Alianna is learning to walk. On September 4, she took her first steps, 2-3 at a time, between Jason and me. She did it about 10x that evening. Now we can stand her up and once she gets her balance, she’ll stand for quite a while, then take a few steps, then fall. We’re so proud of her and she’s been a trooper about it all, not really getting frustrated but willing to try it over and over again. She’s in this in between stage. Between crawling and walking. Between baby and toddler.
We’ve been in between homes for 7 months now. It’s getting old. Really old. I feel like a jerk for even complaining because I know the new house is going to be a great blessing and worth the wait. In addition, we’ve really got a great situation here living with my parents who help with Ali and cooking and charge us less rent than we’d be getting anywhere near here. But I’m really ready to be in our own home again, you know? I look at pictures of our old house and I miss it. I miss the feeling of coming home. I go inside our new house in the midst of construction and I’m excited…and impatient. I feel stuck in between.

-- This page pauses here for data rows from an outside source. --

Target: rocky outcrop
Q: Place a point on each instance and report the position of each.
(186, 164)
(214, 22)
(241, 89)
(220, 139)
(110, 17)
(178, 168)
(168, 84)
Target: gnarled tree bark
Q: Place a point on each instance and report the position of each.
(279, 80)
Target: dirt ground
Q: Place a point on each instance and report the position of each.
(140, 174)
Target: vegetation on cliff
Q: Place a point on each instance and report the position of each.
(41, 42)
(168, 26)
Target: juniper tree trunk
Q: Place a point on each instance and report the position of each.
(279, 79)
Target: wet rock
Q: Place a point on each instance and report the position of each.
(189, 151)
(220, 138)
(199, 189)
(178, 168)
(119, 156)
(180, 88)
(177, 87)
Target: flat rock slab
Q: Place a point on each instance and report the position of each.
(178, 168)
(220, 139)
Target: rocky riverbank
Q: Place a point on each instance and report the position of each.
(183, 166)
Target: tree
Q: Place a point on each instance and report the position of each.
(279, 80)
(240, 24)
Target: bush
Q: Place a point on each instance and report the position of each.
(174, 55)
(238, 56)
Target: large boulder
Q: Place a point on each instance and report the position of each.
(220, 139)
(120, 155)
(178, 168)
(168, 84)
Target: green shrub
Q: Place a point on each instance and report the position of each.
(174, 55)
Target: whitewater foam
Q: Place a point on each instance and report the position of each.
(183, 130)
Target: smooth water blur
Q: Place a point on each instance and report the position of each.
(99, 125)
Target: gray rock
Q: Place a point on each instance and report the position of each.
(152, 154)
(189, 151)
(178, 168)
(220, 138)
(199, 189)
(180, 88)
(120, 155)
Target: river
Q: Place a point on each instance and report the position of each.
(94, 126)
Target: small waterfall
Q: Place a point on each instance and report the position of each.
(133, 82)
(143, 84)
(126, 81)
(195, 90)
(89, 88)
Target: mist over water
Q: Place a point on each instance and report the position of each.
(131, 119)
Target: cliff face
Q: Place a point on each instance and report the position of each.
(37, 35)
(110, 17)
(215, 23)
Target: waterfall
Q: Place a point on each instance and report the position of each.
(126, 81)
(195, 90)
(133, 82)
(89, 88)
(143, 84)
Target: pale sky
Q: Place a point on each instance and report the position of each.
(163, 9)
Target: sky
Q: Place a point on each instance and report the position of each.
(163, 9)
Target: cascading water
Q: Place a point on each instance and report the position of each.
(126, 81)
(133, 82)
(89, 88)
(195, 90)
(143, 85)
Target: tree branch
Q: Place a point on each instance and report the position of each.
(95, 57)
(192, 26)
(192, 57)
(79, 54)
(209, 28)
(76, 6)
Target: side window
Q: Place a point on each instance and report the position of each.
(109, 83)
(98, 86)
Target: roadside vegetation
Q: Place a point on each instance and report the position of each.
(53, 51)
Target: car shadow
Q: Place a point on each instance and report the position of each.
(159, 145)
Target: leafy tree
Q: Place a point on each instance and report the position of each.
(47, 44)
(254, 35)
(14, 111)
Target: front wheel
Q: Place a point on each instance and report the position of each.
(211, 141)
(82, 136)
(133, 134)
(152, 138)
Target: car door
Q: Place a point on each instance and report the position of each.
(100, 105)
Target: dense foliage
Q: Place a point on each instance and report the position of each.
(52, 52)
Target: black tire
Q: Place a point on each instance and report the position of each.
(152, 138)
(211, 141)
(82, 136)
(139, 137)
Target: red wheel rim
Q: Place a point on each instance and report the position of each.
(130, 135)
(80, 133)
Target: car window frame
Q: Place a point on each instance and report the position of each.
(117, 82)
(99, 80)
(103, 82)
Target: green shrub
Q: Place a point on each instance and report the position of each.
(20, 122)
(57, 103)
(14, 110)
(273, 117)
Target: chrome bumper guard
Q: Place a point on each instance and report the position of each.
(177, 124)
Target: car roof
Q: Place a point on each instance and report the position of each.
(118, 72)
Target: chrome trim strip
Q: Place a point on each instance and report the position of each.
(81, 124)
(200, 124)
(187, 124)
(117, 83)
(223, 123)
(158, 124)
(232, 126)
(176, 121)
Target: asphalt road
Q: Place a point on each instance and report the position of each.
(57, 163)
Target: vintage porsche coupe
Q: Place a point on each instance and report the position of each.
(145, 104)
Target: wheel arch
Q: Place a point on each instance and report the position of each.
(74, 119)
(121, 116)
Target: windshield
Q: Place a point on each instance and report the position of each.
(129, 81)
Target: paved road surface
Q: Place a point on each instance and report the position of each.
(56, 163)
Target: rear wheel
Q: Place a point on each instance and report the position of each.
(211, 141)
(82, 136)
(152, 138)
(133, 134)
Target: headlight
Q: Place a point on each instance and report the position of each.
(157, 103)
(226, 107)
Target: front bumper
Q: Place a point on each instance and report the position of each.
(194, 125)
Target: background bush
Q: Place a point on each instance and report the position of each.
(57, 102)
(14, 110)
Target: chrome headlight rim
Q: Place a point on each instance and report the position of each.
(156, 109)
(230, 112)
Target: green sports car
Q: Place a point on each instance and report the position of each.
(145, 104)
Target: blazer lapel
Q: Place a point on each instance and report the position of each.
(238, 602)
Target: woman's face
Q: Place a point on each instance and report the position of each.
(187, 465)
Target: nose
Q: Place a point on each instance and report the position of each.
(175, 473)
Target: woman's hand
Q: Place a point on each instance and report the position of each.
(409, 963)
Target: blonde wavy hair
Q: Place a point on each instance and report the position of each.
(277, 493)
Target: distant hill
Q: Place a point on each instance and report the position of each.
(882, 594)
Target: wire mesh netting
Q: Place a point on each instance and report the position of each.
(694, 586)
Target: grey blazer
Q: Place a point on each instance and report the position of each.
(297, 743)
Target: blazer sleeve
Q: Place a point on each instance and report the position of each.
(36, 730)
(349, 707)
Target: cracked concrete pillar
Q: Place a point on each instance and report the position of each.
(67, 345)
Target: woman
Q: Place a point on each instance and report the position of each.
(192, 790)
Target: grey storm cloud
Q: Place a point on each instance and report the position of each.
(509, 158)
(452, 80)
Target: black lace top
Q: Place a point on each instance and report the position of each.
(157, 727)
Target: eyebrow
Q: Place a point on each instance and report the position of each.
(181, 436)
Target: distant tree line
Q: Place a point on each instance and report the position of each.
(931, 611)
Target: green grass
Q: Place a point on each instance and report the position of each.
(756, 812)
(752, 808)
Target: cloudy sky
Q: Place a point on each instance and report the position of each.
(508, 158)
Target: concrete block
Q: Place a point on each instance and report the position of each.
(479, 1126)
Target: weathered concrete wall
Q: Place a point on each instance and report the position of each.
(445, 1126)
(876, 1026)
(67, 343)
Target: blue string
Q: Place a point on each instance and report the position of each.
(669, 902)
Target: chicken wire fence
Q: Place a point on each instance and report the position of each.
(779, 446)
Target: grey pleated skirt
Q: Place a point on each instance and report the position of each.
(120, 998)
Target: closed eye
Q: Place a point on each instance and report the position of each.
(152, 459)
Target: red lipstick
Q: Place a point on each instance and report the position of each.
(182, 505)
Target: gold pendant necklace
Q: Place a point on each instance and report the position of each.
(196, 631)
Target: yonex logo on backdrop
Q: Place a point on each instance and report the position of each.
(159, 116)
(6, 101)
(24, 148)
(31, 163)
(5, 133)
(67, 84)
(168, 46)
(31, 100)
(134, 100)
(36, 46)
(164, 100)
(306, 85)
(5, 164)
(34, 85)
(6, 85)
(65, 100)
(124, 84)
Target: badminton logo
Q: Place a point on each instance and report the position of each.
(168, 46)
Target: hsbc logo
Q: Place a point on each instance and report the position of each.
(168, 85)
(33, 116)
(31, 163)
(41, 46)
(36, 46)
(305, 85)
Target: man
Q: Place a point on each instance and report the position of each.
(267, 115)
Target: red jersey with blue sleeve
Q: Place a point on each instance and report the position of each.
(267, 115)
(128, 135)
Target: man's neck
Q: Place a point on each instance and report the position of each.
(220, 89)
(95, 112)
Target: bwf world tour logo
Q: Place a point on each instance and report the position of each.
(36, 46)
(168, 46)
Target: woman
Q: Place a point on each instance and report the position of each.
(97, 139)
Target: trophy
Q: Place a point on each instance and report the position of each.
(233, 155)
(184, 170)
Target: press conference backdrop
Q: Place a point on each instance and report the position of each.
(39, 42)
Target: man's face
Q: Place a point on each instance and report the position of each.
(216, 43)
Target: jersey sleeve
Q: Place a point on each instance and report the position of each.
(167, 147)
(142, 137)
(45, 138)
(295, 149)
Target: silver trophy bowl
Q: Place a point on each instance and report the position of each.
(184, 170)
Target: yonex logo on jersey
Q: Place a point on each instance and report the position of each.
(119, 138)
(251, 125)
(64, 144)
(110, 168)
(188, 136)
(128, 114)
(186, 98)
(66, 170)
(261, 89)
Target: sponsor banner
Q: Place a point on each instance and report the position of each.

Separation. It’s the step in between married and divorced. Jason and I have some friends who are separated right now after 10 years of marriage. It’s painful to see them hurting, even nauseating at times. I feel so helpless. We’re brokenhearted for them and want so badly to see them come back together. All we know to do is to pray and to be available as friends when they need to talk. I think separation is stupid; it’s one foot into divorce and it’s really hard to move backward. The space in between them is killing their marriage.
I’m beginning to despise the in between.